To work is to understand the job. To understand the job it to know exactly what to do and what to aim for. To fulfill something at work, one ought to embrace the job, love it, establish with it as though it were one’s own, and make it one’s craft. Consider dancing or choreographing. It takes passion to be a dancer or a teacher of dance. Though pay must be held important, it doesn’t go on top of the craft of dancing. There is no anticipation of the end of shift or dance lesson. There may actually be pro bono moments even.

I have worked as a part time writer back then. And for every write-up I submitted would be justified by my salary. One can only imagine how it was like to write under pressure and on a deadline. At some point, I thought I hated writing. And since it was valued for some external exchange, my passion declined as well. Also, I started working as an online English teacher right after college. I have always loved teaching. I never minded the pay until I realized I’ve gotten several pay raises. I got incentives for being awarded best instructor. And then I started getting tired. I lost it, the gusto to teach. It was as though for every Korean student I taught was a price to my salary twice every month.

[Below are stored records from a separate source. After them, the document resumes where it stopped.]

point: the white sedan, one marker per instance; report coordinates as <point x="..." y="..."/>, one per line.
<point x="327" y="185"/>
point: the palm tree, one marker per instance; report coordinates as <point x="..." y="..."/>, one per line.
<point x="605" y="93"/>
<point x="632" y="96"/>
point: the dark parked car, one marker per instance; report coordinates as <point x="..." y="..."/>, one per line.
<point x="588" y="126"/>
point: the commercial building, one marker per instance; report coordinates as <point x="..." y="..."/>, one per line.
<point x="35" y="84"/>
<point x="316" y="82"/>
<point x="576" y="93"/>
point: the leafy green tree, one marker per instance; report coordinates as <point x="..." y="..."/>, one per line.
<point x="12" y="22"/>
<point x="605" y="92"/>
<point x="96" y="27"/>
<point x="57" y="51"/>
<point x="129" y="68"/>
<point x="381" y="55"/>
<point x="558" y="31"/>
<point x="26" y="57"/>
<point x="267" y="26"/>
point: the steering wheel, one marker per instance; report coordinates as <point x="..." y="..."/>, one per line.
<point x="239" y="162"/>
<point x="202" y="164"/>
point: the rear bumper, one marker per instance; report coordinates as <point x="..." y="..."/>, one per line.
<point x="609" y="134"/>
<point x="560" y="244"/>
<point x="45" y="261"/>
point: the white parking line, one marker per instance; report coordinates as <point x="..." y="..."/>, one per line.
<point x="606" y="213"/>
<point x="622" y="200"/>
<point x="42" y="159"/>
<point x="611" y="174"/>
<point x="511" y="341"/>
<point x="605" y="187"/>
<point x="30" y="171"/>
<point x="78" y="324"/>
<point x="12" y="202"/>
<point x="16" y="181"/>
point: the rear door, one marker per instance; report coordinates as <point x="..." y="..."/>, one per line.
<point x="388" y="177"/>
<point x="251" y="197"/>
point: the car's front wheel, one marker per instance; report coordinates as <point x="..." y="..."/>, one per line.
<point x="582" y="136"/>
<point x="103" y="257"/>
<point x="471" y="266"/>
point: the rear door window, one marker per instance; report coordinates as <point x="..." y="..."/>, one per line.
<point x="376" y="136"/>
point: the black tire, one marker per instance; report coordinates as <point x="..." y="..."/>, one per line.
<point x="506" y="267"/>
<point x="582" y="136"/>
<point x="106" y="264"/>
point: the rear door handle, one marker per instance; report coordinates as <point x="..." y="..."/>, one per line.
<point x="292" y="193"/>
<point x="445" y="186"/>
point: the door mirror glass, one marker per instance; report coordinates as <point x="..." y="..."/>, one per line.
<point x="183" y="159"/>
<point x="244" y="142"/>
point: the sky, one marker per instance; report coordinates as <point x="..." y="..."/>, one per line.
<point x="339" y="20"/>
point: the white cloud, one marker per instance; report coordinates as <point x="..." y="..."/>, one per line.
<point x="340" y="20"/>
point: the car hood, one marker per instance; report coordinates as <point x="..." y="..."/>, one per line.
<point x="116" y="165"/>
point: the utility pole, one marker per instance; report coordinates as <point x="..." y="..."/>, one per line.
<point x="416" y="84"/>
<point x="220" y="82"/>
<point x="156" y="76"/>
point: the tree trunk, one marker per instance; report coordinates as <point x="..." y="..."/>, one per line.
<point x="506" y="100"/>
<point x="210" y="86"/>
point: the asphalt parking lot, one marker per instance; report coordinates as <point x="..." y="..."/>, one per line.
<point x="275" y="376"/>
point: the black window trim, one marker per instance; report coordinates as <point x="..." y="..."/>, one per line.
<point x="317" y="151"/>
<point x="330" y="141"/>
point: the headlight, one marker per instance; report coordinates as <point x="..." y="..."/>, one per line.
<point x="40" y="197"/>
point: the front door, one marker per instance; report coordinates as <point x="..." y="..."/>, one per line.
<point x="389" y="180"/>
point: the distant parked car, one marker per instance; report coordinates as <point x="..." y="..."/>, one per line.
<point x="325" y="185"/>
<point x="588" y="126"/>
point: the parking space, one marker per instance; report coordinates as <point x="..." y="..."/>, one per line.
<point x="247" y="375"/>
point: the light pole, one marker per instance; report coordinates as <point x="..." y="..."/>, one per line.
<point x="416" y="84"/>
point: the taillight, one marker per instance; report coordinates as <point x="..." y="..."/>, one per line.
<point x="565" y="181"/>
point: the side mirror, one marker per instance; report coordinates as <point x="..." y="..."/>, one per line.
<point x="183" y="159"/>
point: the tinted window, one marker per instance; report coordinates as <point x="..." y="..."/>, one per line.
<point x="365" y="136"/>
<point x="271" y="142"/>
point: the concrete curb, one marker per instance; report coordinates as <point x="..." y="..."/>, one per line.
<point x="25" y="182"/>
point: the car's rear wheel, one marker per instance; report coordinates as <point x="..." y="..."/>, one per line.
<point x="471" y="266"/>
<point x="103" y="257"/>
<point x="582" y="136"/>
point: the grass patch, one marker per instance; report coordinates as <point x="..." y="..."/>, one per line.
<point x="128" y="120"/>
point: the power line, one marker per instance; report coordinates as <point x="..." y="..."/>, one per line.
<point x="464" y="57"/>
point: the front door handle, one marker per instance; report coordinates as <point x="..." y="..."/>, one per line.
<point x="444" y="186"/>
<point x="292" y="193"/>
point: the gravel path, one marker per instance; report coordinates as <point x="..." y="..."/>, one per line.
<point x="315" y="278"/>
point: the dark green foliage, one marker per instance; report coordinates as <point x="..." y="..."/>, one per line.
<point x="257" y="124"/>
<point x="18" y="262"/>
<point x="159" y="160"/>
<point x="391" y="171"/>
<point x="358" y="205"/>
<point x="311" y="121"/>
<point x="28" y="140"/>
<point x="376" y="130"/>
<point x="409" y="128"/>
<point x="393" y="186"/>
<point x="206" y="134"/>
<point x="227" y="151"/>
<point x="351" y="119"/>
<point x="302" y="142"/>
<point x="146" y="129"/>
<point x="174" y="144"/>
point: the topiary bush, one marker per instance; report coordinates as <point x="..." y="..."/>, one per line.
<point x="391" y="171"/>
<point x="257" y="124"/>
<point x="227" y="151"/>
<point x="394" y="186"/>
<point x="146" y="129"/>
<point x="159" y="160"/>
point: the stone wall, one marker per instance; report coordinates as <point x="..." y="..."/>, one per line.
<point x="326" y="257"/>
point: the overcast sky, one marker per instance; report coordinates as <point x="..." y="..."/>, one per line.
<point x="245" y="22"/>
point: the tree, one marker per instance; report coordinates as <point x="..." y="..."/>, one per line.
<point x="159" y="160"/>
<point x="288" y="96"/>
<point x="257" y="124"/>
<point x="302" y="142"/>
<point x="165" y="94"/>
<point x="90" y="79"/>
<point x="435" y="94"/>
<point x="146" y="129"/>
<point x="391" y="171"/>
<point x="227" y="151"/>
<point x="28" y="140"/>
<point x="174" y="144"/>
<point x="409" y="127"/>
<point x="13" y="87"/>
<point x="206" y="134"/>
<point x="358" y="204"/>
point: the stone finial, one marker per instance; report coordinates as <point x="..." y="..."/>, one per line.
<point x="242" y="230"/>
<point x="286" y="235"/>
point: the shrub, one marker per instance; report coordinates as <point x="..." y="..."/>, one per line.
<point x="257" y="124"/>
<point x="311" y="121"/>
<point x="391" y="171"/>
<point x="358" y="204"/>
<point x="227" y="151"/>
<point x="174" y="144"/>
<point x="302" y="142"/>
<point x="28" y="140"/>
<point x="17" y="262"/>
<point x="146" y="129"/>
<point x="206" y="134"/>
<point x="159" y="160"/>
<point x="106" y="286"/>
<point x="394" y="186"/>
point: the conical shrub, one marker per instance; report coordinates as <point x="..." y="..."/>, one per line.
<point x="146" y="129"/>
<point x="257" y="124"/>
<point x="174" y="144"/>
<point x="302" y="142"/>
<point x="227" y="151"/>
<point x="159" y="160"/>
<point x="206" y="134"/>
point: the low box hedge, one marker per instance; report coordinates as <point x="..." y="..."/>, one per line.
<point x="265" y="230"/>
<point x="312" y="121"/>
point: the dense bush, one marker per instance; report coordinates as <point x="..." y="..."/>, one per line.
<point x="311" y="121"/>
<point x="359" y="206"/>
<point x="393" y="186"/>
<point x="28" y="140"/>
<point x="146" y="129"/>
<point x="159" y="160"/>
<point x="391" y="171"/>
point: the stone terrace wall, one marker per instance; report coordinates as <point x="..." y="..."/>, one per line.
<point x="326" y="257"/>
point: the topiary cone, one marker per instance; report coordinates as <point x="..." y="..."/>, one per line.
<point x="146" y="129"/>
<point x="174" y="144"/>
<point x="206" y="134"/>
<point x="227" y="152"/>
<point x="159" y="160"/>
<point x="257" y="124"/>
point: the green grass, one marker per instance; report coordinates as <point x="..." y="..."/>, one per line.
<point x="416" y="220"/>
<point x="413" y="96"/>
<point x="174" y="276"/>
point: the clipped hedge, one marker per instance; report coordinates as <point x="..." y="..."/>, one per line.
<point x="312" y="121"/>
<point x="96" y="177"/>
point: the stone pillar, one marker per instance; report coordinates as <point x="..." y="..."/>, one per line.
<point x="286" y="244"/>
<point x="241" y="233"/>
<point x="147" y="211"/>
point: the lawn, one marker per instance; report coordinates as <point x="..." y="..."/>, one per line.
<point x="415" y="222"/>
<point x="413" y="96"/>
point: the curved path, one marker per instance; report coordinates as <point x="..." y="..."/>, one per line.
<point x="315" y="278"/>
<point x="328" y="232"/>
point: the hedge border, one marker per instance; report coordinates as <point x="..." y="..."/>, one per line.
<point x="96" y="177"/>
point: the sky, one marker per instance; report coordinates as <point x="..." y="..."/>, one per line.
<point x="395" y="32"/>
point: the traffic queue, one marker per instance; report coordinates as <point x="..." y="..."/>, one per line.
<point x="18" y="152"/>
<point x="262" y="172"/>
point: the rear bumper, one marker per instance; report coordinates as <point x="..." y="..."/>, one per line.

Now, what’s the problem here? That I will further figure out with the book. But basically, the idea of setting aside the essence of the job and letting go of what it’s making it a job in the first place for some external reward primarily tires people. Conditioning is an immediate means considering that companies couldn’t make everyone homogeneous in all aspects of dealing with work life. But work itself is the craft, it should be the ultimate end before the salary that comes regularly.